The client performs dual-write logic to complete DR. If any cluster fails, full replication is performed directly.
I don’t understand. Are you trying to use the learner method to copy a set of data downstream to achieve CDC functionality? Or is it for asynchronous replication for disaster recovery? Since the data is already copied over, why does the client need to write twice?
The main purpose is disaster recovery. Currently, there is no CDC solution, so we hope to achieve a similar effect through other means.
The expectation is to have two completely independent clusters. If full replication can be achieved through the learner method, and then the learner nodes can be separated to form a new cluster, this would essentially complete the full synchronization. Then, the client double-write would maintain the consistency of incremental data.
The main goal is to isolate cluster-level failures, such as when a cluster is overwhelmed by sudden traffic spikes (or other avalanche scenarios), rendering it almost non-functional. If there is a new cluster with identical data, it can ensure that core business can switch to the new cluster, achieving fault isolation. In such cases, even multi-center deployment solutions are ineffective, and circuit breaker mechanisms do not yield good results.
ticdc provides transaction replication, but currently, its capability is maintained at “the downstream cluster can recover within 5 minutes and lose at most 10 seconds of data before the issue occurs, i.e., RTO <= 5 mins, P95 RPO <= 10s.” → https://docs.pingcap.com/zh/tidb/stable/manage-ticdc#灾难场景的最终一致性复制
What you want to do should be the DR-autosync feature. You can refer to the following articles. The basic principle is also to use learner and add commit group restrictions. It is not recommended to do it yourself, as single replica recovery is very complex. In some extreme scenarios, data consistency may not be guaranteed in terms of performance.

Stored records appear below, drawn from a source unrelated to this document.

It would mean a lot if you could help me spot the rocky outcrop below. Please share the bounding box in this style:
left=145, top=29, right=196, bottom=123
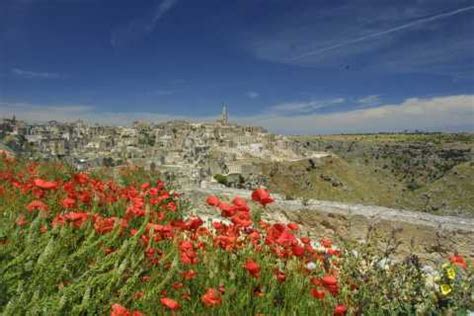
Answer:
left=185, top=188, right=474, bottom=264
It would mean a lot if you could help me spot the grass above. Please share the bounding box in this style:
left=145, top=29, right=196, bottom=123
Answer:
left=0, top=158, right=474, bottom=316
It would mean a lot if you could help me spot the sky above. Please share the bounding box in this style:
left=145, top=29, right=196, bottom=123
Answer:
left=0, top=0, right=474, bottom=134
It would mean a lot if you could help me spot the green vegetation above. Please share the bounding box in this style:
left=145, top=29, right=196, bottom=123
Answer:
left=0, top=158, right=474, bottom=316
left=264, top=133, right=474, bottom=216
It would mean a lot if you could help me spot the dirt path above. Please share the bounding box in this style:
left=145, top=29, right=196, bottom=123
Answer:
left=185, top=188, right=474, bottom=263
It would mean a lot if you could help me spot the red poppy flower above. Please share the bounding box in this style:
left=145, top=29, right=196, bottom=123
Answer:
left=160, top=297, right=180, bottom=311
left=252, top=188, right=274, bottom=207
left=275, top=269, right=286, bottom=282
left=181, top=270, right=197, bottom=280
left=286, top=223, right=299, bottom=230
left=15, top=215, right=28, bottom=227
left=320, top=238, right=332, bottom=248
left=232, top=196, right=247, bottom=207
left=26, top=200, right=48, bottom=212
left=61, top=197, right=76, bottom=208
left=34, top=179, right=58, bottom=190
left=291, top=245, right=305, bottom=257
left=206, top=195, right=221, bottom=206
left=63, top=212, right=89, bottom=228
left=321, top=275, right=337, bottom=286
left=311, top=288, right=326, bottom=300
left=201, top=288, right=222, bottom=307
left=244, top=259, right=260, bottom=278
left=94, top=216, right=116, bottom=234
left=334, top=304, right=347, bottom=316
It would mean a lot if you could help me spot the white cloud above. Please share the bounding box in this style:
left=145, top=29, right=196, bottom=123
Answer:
left=110, top=0, right=178, bottom=47
left=11, top=68, right=61, bottom=79
left=357, top=94, right=381, bottom=106
left=245, top=91, right=260, bottom=99
left=0, top=95, right=474, bottom=134
left=246, top=95, right=474, bottom=134
left=241, top=0, right=474, bottom=78
left=268, top=98, right=345, bottom=115
left=152, top=89, right=177, bottom=96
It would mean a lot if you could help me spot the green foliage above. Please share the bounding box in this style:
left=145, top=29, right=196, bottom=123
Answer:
left=214, top=173, right=227, bottom=186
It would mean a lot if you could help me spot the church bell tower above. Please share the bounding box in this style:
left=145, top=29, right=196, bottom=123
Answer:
left=221, top=104, right=229, bottom=125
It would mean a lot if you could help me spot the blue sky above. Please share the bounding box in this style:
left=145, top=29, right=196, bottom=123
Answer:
left=0, top=0, right=474, bottom=133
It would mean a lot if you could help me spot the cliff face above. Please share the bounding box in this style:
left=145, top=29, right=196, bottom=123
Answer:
left=262, top=134, right=474, bottom=216
left=185, top=188, right=474, bottom=264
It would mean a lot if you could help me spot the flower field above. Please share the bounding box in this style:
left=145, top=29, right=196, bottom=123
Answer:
left=0, top=157, right=474, bottom=316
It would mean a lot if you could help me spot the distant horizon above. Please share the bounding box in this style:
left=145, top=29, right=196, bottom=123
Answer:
left=0, top=0, right=474, bottom=134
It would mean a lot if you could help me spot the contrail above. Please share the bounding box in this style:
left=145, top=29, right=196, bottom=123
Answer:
left=289, top=6, right=474, bottom=60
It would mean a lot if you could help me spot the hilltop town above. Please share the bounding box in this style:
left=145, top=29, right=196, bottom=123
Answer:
left=0, top=106, right=324, bottom=186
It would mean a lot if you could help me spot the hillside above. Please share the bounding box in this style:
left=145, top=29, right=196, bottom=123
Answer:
left=262, top=134, right=474, bottom=216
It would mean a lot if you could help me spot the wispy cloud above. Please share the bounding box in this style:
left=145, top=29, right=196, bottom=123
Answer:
left=290, top=6, right=474, bottom=60
left=267, top=98, right=345, bottom=115
left=11, top=68, right=61, bottom=79
left=245, top=91, right=260, bottom=99
left=357, top=94, right=382, bottom=106
left=246, top=0, right=474, bottom=78
left=0, top=95, right=474, bottom=134
left=152, top=89, right=178, bottom=96
left=110, top=0, right=178, bottom=47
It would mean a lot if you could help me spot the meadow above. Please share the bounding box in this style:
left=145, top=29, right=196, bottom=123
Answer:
left=0, top=157, right=474, bottom=316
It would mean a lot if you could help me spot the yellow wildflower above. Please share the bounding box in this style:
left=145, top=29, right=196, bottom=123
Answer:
left=446, top=267, right=456, bottom=280
left=440, top=284, right=453, bottom=296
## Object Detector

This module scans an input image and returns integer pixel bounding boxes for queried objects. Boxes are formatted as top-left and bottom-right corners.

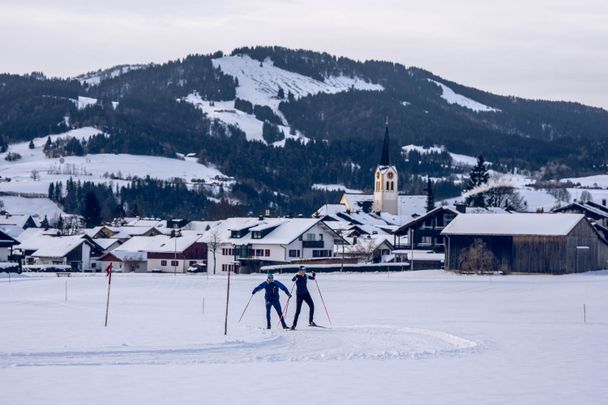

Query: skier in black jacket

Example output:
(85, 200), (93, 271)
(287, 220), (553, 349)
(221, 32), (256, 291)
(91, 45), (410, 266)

(291, 266), (317, 330)
(251, 273), (291, 329)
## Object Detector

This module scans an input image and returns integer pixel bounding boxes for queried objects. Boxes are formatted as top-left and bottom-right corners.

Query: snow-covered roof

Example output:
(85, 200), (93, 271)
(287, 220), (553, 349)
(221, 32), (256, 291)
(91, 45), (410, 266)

(17, 228), (57, 250)
(119, 225), (160, 236)
(101, 250), (148, 262)
(441, 214), (584, 236)
(230, 218), (333, 245)
(0, 230), (19, 245)
(93, 238), (121, 250)
(340, 193), (426, 225)
(32, 235), (88, 257)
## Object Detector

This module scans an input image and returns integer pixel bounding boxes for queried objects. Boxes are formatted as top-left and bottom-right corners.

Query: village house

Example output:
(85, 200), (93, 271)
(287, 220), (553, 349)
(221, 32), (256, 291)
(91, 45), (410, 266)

(206, 217), (343, 273)
(441, 214), (608, 274)
(0, 227), (19, 262)
(98, 231), (207, 273)
(0, 213), (38, 238)
(17, 228), (94, 271)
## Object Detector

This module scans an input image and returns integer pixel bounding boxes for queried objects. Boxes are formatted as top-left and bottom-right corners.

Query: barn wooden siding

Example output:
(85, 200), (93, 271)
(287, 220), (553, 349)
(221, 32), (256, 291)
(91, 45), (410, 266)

(445, 219), (608, 274)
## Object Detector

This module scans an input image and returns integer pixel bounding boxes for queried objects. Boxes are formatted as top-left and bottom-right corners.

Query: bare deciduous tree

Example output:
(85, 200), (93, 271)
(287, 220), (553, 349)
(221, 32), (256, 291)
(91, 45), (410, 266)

(206, 226), (222, 274)
(458, 239), (497, 274)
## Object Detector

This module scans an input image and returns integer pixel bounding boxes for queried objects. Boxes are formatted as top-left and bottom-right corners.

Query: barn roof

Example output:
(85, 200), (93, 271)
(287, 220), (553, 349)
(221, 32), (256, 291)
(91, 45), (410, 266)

(441, 214), (585, 236)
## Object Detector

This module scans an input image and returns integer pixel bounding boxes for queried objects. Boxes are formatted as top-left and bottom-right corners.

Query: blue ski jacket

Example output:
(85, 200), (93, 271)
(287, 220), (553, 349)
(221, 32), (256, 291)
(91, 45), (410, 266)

(291, 274), (315, 295)
(252, 280), (290, 301)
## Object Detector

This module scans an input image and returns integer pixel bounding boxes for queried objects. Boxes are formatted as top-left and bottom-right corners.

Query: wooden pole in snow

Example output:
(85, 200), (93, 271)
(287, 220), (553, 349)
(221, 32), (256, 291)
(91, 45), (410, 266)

(583, 304), (587, 323)
(104, 262), (112, 327)
(224, 266), (230, 335)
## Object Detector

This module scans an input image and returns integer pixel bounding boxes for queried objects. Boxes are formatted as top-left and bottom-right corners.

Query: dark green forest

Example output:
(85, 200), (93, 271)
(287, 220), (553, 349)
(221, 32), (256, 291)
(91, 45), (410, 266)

(0, 47), (608, 223)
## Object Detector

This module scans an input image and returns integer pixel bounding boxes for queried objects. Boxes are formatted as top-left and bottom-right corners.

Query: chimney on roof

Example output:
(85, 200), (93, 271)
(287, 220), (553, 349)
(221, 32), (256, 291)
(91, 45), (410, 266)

(380, 117), (391, 166)
(454, 203), (467, 214)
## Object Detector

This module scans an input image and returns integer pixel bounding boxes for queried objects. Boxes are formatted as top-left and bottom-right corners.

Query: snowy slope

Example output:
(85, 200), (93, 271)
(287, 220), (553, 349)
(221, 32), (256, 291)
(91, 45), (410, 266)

(401, 144), (482, 167)
(0, 271), (608, 405)
(183, 92), (308, 146)
(0, 195), (67, 220)
(213, 55), (384, 112)
(560, 174), (608, 188)
(0, 127), (230, 194)
(183, 55), (383, 146)
(74, 64), (146, 86)
(311, 183), (362, 194)
(428, 79), (500, 112)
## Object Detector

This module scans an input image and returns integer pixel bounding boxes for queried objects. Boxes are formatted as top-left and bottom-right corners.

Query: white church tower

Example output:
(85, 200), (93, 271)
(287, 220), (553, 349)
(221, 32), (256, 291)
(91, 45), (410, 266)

(373, 118), (399, 215)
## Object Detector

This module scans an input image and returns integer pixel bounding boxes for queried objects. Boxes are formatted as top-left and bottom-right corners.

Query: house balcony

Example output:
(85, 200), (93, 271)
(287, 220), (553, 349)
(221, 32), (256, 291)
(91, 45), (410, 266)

(302, 240), (324, 249)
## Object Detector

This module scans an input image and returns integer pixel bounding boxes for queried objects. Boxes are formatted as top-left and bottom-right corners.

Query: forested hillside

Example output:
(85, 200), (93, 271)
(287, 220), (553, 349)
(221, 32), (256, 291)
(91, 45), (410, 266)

(0, 47), (608, 221)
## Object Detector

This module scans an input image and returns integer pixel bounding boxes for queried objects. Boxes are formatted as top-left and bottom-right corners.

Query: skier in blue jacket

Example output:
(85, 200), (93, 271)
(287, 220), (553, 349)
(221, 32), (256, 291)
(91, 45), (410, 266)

Adaptive Synchronization Solution for Dual Data Centers in the Same City - Detailed Explanation of DR Auto-Sync → 专栏 - 同城双中心自适应同步方案 —— DR Auto-Sync 详解 | TiDB 社区
DR Auto-Sync Setup and Planned Switch Operation Manual → 专栏 - DR Auto-Sync 搭建和计划内切换操作手册 | TiDB 社区
Currently, the sync solutions are all within a single cluster. What we most hope for is to be able to split into two completely isolated clusters through some means.
Also, I would like to ask if there is a rough schedule for the official txn cdc solution~~
The RPO and RTO of CDC are scheduled, and results are expected to come out this year, but the specific outcomes are unknown. You can look forward to it; CDC is a tool that the tools team will continue to invest in and optimize in the future.